# Is de Sitter space homogeneous?

Since Minkowski and anti de Sitter are homogeneous Lorentzian manifolds, it is natural to ask if de Sitter is too, but nobody ever discusses this. In Riemannian geometry a globally symmetric complete Riemannian manifold is homogeneous but I have no idea if this extends to semi Riemannian geometry and hence to Lorentzian manifolds.

My guess is that it is not homogeneous since de Sitter can be embedded in 5-dimensional Minkowski as a hyperboloid and I would guess the neck of the hyperboloid is cannot be moved by isometries (meaning no point on the neck can be sent on another point on the manifold). Physically I would describe this as there is a "canonical" (coordinate independent) time zero where the expansion of the universe is inverted. However, I realize this intuition is quite Riemannian and I am not sure whether weird Lorentz-boost-like symmetries could actually behave differently.

• These might help answer your question: physics.stackexchange.com/q/353148 and physics.stackexchange.com/q/328422 Commented May 8, 2020 at 22:35
• The latter question you linked might help even though it looks to be concerning de Sitter in the category of smooth manifolds, although when I say homogeneous I mean it in the category of Lorentzian manifolds. Is there a standard metric on $SL(2, \mathbb{C})$? I don't really know how to deal with metrics on non-compact Lie groups! Commented May 8, 2020 at 23:04
• Maybe this is better: "Les Houches Lectures on De Sitter Space" (arxiv.org/abs/hep-th/0110007), section 2, which describes $d$-dimensional de Sitter spacetime as an explicitly-homogeneous submanifold of a $d+1$-dimensional Minkowski spacetime. I think this is what you referenced in the question, and it is explicitly homogeneous because the submanifold is invariant under arbitrary Lorentz transformations of the ambient Minkowski spacetime, which can move any point to any other point in the submanifold. Commented May 8, 2020 at 23:12
• How do you prove the Lorentz group is transitive on the submanifold? I agree the Riemannian equivalent is obvious but I do not yet have any intuition for the Lorentzian case! Commented May 8, 2020 at 23:59
• A $n$ dimensional DeSitter space is the Lorentzian manifold analog of an $n$-sphere. See "en.wikipedia.org/wiki/De_Sitter_space" Commented May 9, 2020 at 1:43

Thanks to the comments above I realized it is just a linear algebra problem. The issue is that in linear algebra courses people often go through the inner product spaces theory only, while, before doing some mathematical relativity, one should get familiar with what results transfer to the indefinite scalar product theory, which I did not do up to now.
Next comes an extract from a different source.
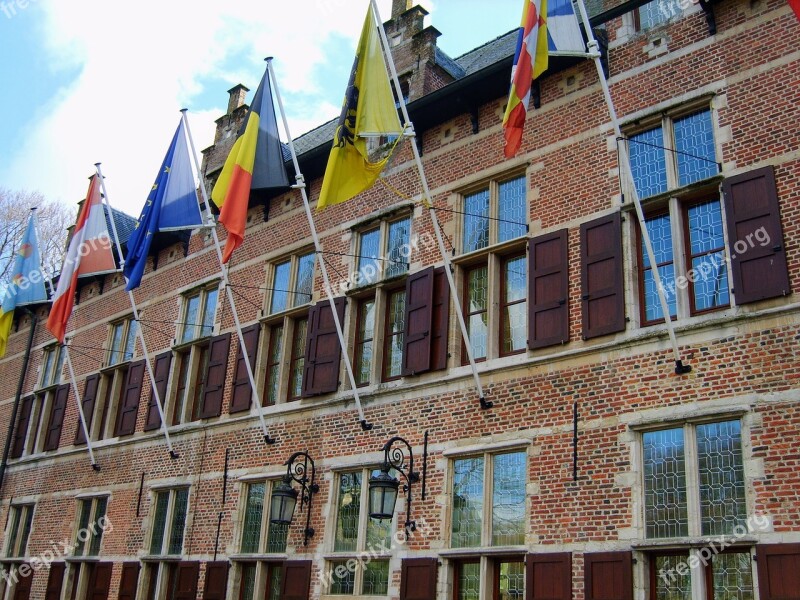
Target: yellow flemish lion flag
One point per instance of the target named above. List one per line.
(368, 111)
The answer to my question was given in the comments above, but here I want to provide a more abstract linear algebra proof that works for more general cases.
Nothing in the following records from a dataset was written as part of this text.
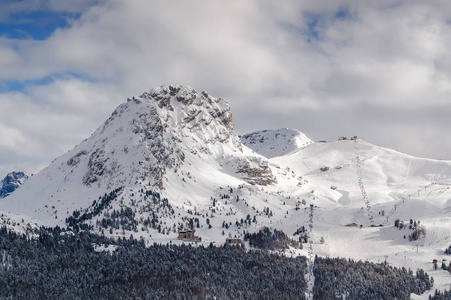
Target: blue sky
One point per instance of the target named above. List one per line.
(381, 70)
(36, 25)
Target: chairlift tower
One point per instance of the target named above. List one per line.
(310, 250)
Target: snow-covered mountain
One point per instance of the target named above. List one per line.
(272, 143)
(171, 140)
(170, 159)
(11, 182)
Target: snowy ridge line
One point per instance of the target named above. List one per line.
(359, 141)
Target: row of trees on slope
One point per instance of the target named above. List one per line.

Let $$V$$ be an $$\mathbb{R}$$ vector space with a scalar product $$g$$ with signature $$(p, q)$$. Then the wanted result is a simple corollary of the following analogous result to the inner product spaces theory:

Proposition: Let $$T$$ be a linear operator from $$(V, g)$$ to $$(V', g')$$. Then the followings are equivalent:

1. $$T$$ preserves the scalar product, that is to say, is orthogonal
2. $$T$$ sends any orthonormal basis to an orthonormal basis, preserving time and space components
3. $$T$$ sends one orthonormal basis to an orthonormal basis, preserving time and space components

where a basis $$\{e_i\}$$ is orthonormal if $$|g(e_i, e_j)| = \delta_{ij}$$.

Proof: $$1 \Rightarrow 2$$ and $$2 \Rightarrow 3$$ are obvious so let us prove $$3 \Rightarrow 1$$. Let $$\{e_i\}$$ be the orthonormal basis in question, which is sent to $$\{e'_j\}$$ and write $$v = v^i e_i, w = w^i e_i$$ for $$v, w \in V$$. Then $$g(Tv, Tw) = g\left(T(v^i e_i), T(w^j e_j)\right) = v^i w^j g(T e_i, T e_j) = v^i w^j g(e'_i, e'_j) = v^i w^j g(e_i, e_j) = g(v, w) .$$ Now, on a space $$V$$ with a non-definite scalar product, there are two standard spheres: the set of vectors of squared norm $$1$$ and the set of vectors of squared norm $$-1$$.

Corollary: The orthogonal group of a scalar product vector space preserves both spheres and is transitive on both of them.

Proof: It is immediate that an orthogonal operator preserves light, null, and space vectors and hence it preserves each of the two spheres. Let us see it is orthogonal on the time sphere: for the space sphere it is analogous. Take $$e$$ and $$e'$$ to be two vectors in the time sphere. Complete each of the two vectors to an orthonormal basis. The two bases clearly have the same number of time and space vectors by Sylvester's theorem and hence there is a linear operator sending one basis to the other, which respects time and space components of the basis. This operator is orthogonal by the above proposition.